Quando estava em Melgaço filiou-se no Partido Republicano Português e aí foi um dos presidentes da respectiva Comissão Municipal Republicana como foi um dos sócios fundadores dos Bombeiros Voluntários de Melgaço.
Também ao tornar-se evidente a necessidade da luta sem desfalecimento pelo engrandecimento deste torrão e de cara levantada combater a prepotência e arbítrio de um político despótico e intolerante, embora Ferreira da Silva já não pertencesse aos quadros do funcionalismo melgacense, a sua acção sentiu-se na orgânica do semanário Melgacense, cujo primeiro número saiu à publicidade em 21 de Fevereiro de 1926.
Em 1925, quando ainda se encontrava em Melgaço, foi nomeado Governador Civil do distrito de Viana do Castelo, cargo por ele exercido até à revolta de 28 de Maio de 1926, ano em que seu nome foi indicado por Braga para disputar nas eleições daquele ano um dos lugares de deputado.

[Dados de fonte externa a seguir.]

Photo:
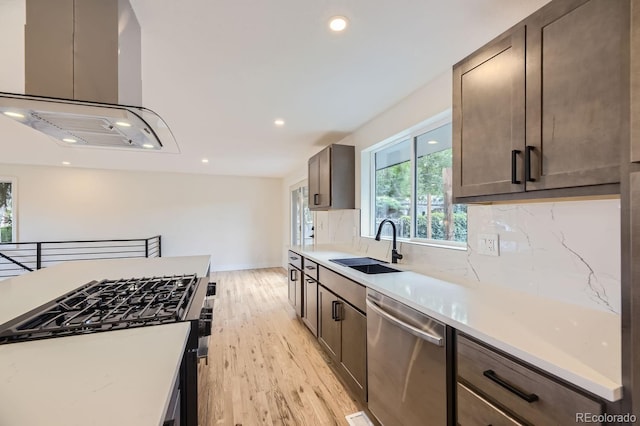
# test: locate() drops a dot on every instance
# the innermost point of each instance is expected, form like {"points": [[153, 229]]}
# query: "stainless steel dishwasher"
{"points": [[407, 359]]}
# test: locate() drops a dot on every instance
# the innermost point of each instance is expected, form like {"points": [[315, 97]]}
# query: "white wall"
{"points": [[565, 250], [237, 220], [13, 15]]}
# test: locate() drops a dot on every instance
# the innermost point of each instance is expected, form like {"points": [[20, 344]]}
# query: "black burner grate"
{"points": [[106, 305]]}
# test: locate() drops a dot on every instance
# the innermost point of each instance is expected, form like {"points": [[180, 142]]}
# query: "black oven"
{"points": [[103, 306]]}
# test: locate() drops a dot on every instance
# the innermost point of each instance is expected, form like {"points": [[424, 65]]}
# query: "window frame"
{"points": [[14, 206], [368, 180]]}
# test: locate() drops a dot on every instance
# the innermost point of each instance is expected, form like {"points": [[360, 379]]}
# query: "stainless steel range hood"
{"points": [[82, 74]]}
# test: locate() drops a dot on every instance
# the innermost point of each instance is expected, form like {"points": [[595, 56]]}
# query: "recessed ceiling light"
{"points": [[13, 114], [338, 23]]}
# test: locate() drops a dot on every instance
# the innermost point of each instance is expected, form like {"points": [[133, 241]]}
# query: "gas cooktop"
{"points": [[106, 305]]}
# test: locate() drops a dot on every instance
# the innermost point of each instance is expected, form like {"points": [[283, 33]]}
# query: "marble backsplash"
{"points": [[564, 250]]}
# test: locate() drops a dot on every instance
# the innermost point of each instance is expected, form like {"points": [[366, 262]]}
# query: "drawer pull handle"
{"points": [[514, 170], [529, 397], [527, 164]]}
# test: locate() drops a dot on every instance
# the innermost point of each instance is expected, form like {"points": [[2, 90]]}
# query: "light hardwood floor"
{"points": [[265, 367]]}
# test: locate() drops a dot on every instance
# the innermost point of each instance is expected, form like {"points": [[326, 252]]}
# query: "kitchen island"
{"points": [[123, 377]]}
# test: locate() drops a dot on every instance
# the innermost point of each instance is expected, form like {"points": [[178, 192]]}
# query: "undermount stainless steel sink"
{"points": [[368, 265]]}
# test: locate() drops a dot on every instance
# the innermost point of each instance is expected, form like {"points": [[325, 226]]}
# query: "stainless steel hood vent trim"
{"points": [[90, 124]]}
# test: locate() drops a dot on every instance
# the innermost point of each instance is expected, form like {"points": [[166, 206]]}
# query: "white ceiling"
{"points": [[219, 73]]}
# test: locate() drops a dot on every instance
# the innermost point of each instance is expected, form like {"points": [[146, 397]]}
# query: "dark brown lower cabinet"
{"points": [[496, 389], [310, 304], [342, 332]]}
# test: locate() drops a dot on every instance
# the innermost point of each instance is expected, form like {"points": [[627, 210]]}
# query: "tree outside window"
{"points": [[413, 188]]}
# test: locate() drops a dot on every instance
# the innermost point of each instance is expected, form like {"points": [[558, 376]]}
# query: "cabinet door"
{"points": [[314, 181], [324, 180], [354, 345], [310, 311], [329, 324], [577, 92], [488, 118]]}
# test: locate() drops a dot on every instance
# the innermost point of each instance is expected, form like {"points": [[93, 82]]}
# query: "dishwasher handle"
{"points": [[436, 340]]}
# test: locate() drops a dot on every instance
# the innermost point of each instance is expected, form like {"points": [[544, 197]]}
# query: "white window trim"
{"points": [[368, 173], [14, 205]]}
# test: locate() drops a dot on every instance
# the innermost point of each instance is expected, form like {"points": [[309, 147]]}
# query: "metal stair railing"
{"points": [[17, 258]]}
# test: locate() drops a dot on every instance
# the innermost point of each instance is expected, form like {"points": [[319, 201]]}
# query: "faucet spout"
{"points": [[394, 252]]}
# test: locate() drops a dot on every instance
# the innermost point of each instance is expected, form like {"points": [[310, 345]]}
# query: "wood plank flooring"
{"points": [[265, 367]]}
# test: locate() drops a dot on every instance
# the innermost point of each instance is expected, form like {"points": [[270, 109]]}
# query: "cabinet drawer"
{"points": [[295, 259], [350, 291], [310, 269], [532, 396], [473, 410]]}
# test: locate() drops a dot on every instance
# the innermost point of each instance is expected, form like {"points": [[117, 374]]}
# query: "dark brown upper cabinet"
{"points": [[332, 178], [545, 106]]}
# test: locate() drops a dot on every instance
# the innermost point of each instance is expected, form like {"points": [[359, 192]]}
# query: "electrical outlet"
{"points": [[489, 244]]}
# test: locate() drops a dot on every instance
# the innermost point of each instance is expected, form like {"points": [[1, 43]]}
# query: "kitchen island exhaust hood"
{"points": [[82, 76]]}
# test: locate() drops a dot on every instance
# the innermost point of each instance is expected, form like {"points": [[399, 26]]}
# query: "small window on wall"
{"points": [[7, 210], [412, 186]]}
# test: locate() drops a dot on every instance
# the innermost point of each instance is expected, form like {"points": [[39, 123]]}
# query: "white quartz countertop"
{"points": [[25, 292], [122, 377], [574, 343]]}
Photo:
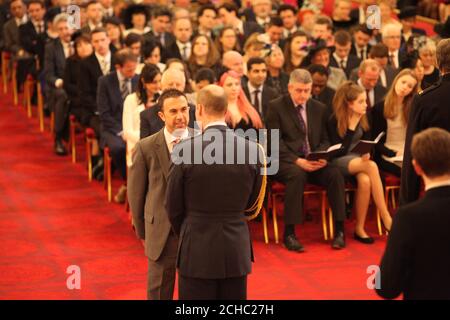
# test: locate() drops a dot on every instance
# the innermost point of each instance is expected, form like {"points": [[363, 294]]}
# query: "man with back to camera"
{"points": [[416, 260], [206, 204]]}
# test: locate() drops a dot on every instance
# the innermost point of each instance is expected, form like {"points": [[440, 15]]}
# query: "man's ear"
{"points": [[417, 168], [161, 115]]}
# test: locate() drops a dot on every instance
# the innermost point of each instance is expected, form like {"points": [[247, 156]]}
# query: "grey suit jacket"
{"points": [[11, 36], [147, 182]]}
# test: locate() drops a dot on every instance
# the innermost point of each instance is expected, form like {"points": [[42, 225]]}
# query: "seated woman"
{"points": [[295, 50], [241, 114], [146, 94], [276, 77], [391, 116], [204, 54], [151, 53], [227, 41], [348, 125]]}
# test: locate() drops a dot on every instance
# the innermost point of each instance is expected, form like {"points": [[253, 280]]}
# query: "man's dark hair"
{"points": [[132, 38], [41, 3], [161, 11], [167, 94], [431, 150], [124, 55], [230, 7], [205, 74], [99, 30], [203, 8], [318, 68], [379, 51], [275, 21], [286, 7], [363, 28], [253, 61], [342, 37]]}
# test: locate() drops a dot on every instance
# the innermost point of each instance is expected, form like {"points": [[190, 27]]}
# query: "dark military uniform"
{"points": [[430, 108]]}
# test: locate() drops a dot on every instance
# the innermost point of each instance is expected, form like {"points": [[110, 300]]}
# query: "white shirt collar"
{"points": [[107, 57], [252, 89], [177, 134], [216, 123], [437, 185]]}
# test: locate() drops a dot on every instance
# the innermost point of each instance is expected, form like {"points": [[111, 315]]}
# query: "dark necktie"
{"points": [[256, 100], [304, 148], [369, 104], [124, 91]]}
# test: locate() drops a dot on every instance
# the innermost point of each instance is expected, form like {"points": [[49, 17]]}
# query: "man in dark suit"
{"points": [[206, 17], [429, 109], [33, 34], [341, 57], [182, 47], [320, 91], [94, 13], [361, 38], [416, 260], [257, 91], [150, 121], [301, 122], [369, 73], [113, 88], [56, 53], [160, 22], [211, 218], [93, 67], [151, 163], [228, 13]]}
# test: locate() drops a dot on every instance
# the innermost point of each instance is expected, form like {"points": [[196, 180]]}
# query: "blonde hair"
{"points": [[347, 93], [390, 103]]}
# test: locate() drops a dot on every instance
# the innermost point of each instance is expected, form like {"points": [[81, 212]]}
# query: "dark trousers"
{"points": [[59, 105], [161, 273], [212, 289], [118, 151], [295, 178]]}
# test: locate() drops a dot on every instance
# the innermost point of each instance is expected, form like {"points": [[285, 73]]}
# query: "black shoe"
{"points": [[99, 176], [98, 168], [339, 241], [59, 147], [368, 240], [291, 243]]}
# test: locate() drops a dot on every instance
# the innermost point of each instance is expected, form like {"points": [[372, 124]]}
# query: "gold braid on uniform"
{"points": [[255, 209]]}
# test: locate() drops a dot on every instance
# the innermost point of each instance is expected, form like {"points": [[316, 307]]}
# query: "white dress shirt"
{"points": [[105, 62], [174, 137]]}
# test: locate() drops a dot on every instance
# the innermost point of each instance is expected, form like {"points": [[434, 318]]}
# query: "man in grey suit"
{"points": [[147, 180], [206, 201]]}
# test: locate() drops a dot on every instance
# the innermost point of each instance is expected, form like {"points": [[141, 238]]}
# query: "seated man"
{"points": [[416, 261], [112, 91], [56, 53], [150, 122], [301, 122]]}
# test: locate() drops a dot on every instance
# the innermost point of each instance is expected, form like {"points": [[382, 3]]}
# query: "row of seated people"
{"points": [[97, 84]]}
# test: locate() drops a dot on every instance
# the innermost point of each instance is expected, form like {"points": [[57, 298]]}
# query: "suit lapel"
{"points": [[292, 111], [162, 153]]}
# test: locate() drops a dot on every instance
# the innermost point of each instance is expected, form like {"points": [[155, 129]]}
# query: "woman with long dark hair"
{"points": [[146, 94], [348, 125]]}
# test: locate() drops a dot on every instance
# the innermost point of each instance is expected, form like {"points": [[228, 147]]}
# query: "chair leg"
{"points": [[324, 216], [264, 218], [40, 107], [275, 222], [89, 157], [14, 86]]}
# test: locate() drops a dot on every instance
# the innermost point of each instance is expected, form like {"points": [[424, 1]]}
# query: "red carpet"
{"points": [[51, 217]]}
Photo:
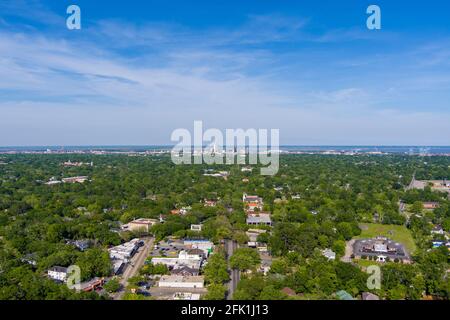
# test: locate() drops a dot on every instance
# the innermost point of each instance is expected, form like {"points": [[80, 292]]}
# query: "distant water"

Chefiava a Repartição de Finanças de Vila Nova de Famalicão quando rebentou a revolta do 3 de Fevereiro de 1929 e como nesses dias foi acusado de nela participar, ausentou-se da sede do concelho e em casa de um amigo daquela região minhota se conservou escondido das vistas dos Argos situacionistas.
Em Monção e num conciliábulo de autoridades políticas, contudo, foi ele apresentado ao respectivo Ministro do Interior como representando um grande e grave perigo para a situação política de Melgaço e como a autoridade local não garantia o vencimento da eleição enquanto o mesmo estivesse livre de peias, logo ali foi fixada residência na vila de Sines àquele grande amigo da nossa terra.

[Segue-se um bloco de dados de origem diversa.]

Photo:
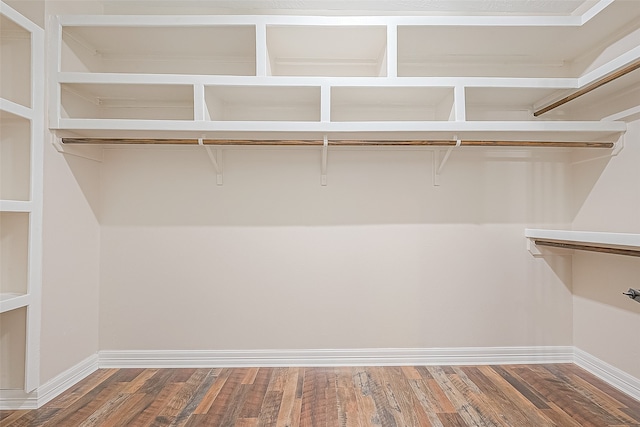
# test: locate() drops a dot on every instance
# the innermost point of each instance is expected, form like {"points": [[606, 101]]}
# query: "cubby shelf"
{"points": [[21, 172], [374, 77], [13, 301], [615, 243]]}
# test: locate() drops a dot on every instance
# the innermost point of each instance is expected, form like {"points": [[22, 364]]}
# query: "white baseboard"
{"points": [[18, 399], [13, 400], [609, 374], [354, 357]]}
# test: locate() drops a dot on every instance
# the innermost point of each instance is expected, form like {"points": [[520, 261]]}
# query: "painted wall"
{"points": [[71, 263], [71, 244], [603, 318], [378, 258]]}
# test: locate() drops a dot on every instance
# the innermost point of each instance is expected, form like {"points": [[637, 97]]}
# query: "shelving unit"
{"points": [[21, 156], [374, 78], [613, 243]]}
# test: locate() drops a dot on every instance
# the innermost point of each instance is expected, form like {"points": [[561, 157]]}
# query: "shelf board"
{"points": [[15, 109], [615, 243], [12, 301], [557, 131], [16, 206]]}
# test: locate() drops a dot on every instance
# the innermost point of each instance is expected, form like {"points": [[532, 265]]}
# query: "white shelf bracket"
{"points": [[216, 160], [533, 249], [438, 165], [617, 148], [74, 151], [325, 147]]}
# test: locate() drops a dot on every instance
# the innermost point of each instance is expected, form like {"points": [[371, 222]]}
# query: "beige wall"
{"points": [[71, 263], [378, 258], [604, 319], [71, 244]]}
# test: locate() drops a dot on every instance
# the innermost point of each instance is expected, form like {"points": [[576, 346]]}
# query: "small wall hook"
{"points": [[634, 294]]}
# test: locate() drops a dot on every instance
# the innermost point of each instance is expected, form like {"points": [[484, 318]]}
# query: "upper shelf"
{"points": [[615, 243], [15, 58], [206, 49], [375, 77]]}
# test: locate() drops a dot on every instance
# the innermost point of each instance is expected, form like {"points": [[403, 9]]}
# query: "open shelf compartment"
{"points": [[263, 103], [12, 348], [614, 243], [517, 50], [15, 157], [14, 253], [327, 51], [15, 62], [210, 50], [391, 104], [126, 101]]}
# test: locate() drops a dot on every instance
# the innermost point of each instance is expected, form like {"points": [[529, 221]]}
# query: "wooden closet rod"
{"points": [[615, 251], [604, 80], [284, 142]]}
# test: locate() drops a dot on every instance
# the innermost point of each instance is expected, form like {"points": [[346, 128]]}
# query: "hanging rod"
{"points": [[319, 142], [604, 80], [601, 249]]}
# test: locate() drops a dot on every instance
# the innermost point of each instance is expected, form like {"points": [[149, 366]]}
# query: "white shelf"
{"points": [[522, 49], [15, 51], [15, 156], [318, 50], [15, 206], [22, 115], [375, 77], [383, 104], [587, 238], [127, 102], [13, 301], [262, 103], [199, 49]]}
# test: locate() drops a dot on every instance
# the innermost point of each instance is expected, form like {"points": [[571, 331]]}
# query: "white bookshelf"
{"points": [[353, 77], [21, 176], [616, 243]]}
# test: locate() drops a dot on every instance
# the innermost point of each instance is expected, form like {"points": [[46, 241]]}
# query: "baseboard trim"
{"points": [[354, 357], [57, 385], [609, 374], [18, 399]]}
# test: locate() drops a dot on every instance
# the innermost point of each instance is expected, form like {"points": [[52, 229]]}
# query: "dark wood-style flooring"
{"points": [[516, 395]]}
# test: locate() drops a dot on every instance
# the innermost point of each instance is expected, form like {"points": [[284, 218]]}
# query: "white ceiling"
{"points": [[411, 7]]}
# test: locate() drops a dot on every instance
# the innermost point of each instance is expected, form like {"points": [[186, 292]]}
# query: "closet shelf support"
{"points": [[216, 160], [325, 149], [438, 165]]}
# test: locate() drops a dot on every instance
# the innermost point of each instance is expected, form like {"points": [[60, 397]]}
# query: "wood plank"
{"points": [[367, 414], [471, 414], [257, 393], [540, 395], [595, 85], [590, 248], [124, 141], [148, 416], [550, 144], [286, 414]]}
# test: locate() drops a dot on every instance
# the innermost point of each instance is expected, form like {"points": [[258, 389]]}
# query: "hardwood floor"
{"points": [[517, 395]]}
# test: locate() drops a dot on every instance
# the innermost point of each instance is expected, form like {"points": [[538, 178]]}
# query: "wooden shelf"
{"points": [[13, 301], [613, 243]]}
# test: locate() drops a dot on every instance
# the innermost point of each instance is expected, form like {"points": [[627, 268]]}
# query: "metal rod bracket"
{"points": [[325, 148]]}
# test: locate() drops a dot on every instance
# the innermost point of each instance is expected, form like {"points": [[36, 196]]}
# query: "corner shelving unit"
{"points": [[21, 157], [373, 78], [612, 243]]}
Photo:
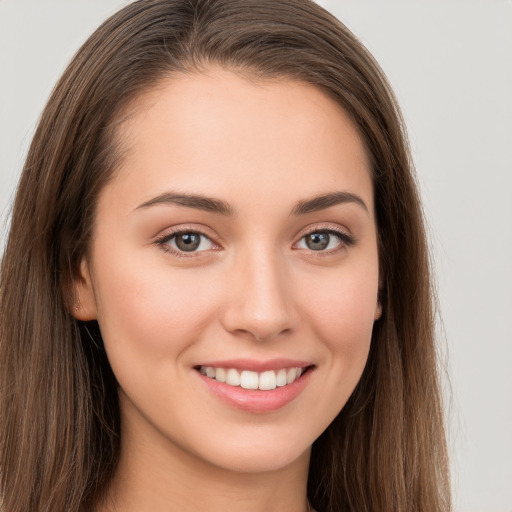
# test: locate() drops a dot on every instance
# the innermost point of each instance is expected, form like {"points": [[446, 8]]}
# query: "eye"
{"points": [[186, 242], [324, 240]]}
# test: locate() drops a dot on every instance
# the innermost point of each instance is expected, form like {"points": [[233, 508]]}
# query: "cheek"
{"points": [[342, 313], [151, 314]]}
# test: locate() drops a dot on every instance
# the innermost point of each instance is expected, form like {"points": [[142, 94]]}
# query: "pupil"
{"points": [[317, 241], [188, 241]]}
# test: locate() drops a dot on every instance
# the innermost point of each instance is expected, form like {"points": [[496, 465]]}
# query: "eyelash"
{"points": [[344, 238]]}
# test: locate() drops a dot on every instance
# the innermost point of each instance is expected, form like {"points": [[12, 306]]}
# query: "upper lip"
{"points": [[258, 366]]}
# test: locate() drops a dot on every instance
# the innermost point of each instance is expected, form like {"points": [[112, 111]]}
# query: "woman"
{"points": [[226, 294]]}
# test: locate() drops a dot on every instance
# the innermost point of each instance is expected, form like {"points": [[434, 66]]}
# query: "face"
{"points": [[234, 269]]}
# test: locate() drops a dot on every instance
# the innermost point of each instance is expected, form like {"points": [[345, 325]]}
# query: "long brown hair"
{"points": [[59, 417]]}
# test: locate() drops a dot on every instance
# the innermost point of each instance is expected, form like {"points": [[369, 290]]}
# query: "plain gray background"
{"points": [[450, 63]]}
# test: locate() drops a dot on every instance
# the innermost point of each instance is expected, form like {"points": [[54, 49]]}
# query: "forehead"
{"points": [[222, 133]]}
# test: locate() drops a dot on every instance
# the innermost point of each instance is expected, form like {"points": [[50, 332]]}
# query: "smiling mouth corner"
{"points": [[247, 379]]}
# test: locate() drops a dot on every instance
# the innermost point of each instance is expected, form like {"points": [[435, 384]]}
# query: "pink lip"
{"points": [[256, 401], [258, 366]]}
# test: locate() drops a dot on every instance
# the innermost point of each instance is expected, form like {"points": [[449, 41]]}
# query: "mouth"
{"points": [[254, 387], [248, 379]]}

Esse escusado exílio violento fixa-se por esta carta:
«Meu querido Augusto
Impedido provisoriamente de continuar na direcção efectiva de o Melgacense venho rogar-te a subida fineza de, na minha auzencia, fazendo o sacrifício de me substituíres, com absoluta liberdade para lhe imprimires a orientação que achares conveniente aos interesses da nossa linda terra e à causa da República de que és valeroso e decisivo defensor.
As dificuldades nas comunicações exigem de ti mais este sacrifício e conto antecipadamente com a tua aquiescência, tão certo estar da tua boa amizade, que muito me honra e da tua dedicação que sinceramente admiro.

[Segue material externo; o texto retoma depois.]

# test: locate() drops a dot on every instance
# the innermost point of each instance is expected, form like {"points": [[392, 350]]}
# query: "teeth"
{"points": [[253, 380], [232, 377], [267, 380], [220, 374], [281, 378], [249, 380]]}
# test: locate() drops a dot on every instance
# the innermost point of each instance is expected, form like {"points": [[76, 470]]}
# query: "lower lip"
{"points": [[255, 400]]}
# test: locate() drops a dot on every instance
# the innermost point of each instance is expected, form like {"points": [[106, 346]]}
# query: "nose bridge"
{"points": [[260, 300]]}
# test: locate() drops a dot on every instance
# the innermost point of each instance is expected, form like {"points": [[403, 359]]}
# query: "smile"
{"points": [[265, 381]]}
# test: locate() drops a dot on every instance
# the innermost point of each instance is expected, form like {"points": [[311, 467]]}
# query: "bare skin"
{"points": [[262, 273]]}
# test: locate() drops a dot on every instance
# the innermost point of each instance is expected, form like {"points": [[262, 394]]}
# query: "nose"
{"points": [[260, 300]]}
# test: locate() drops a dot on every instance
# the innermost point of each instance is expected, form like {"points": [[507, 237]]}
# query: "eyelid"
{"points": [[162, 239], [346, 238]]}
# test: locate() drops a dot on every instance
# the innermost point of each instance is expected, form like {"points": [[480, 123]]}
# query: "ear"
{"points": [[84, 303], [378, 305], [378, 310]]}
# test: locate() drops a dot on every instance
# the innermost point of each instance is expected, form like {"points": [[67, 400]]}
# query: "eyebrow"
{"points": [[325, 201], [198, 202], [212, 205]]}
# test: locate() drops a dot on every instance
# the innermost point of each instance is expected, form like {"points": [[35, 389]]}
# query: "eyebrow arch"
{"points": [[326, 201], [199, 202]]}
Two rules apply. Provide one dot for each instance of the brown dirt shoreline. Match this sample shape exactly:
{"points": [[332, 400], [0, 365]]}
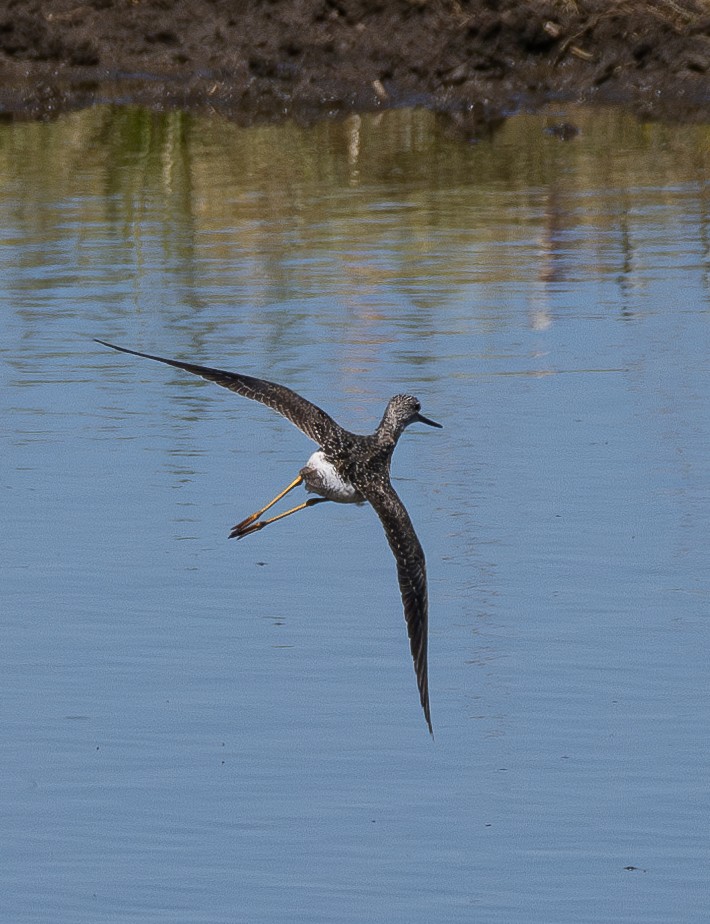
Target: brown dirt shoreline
{"points": [[269, 59]]}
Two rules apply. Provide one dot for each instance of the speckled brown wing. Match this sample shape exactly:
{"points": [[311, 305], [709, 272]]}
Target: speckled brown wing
{"points": [[411, 572], [310, 419]]}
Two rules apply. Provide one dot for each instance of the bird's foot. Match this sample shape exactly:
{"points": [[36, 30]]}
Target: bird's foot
{"points": [[246, 527]]}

Os leitores e assinantes de o Melgacense só terão a lucrar com a substituição, o teu nome e o teu passado garantem a defesa dos interesses de Melgaço e a propagação desassombrada da doutrina republicana, de que és um dos melhores e mais corajosos apóstolos.
Se mo consentirem, escreverei regularmente as cartas de longe onde penso continuar o apostolado da democracia a par do estudo crítico dos problemas mais instantes da vida do concelho pugnando como sempre pelo seu desenvolvimento. Que me perdoem o cometimento, para o qual conto apenas com o entusiasmo da minha mocidade e com a minha fé imperecível no triunfo da causa sagrada a que me devotei. Na ribalta política há altos e baixos… É na adversidade que se conhecem os homens e se revelam os caracteres. É na luta que os espíritos se fortalecem e se afirma a coragem moral. Respondo por mim. Hoje como hontem, seguro dos meus actos e firme na minha ideologia, é grande, ardente, imperecível a minha fé na justiça, que a todos julgará friamente e implacavelmente.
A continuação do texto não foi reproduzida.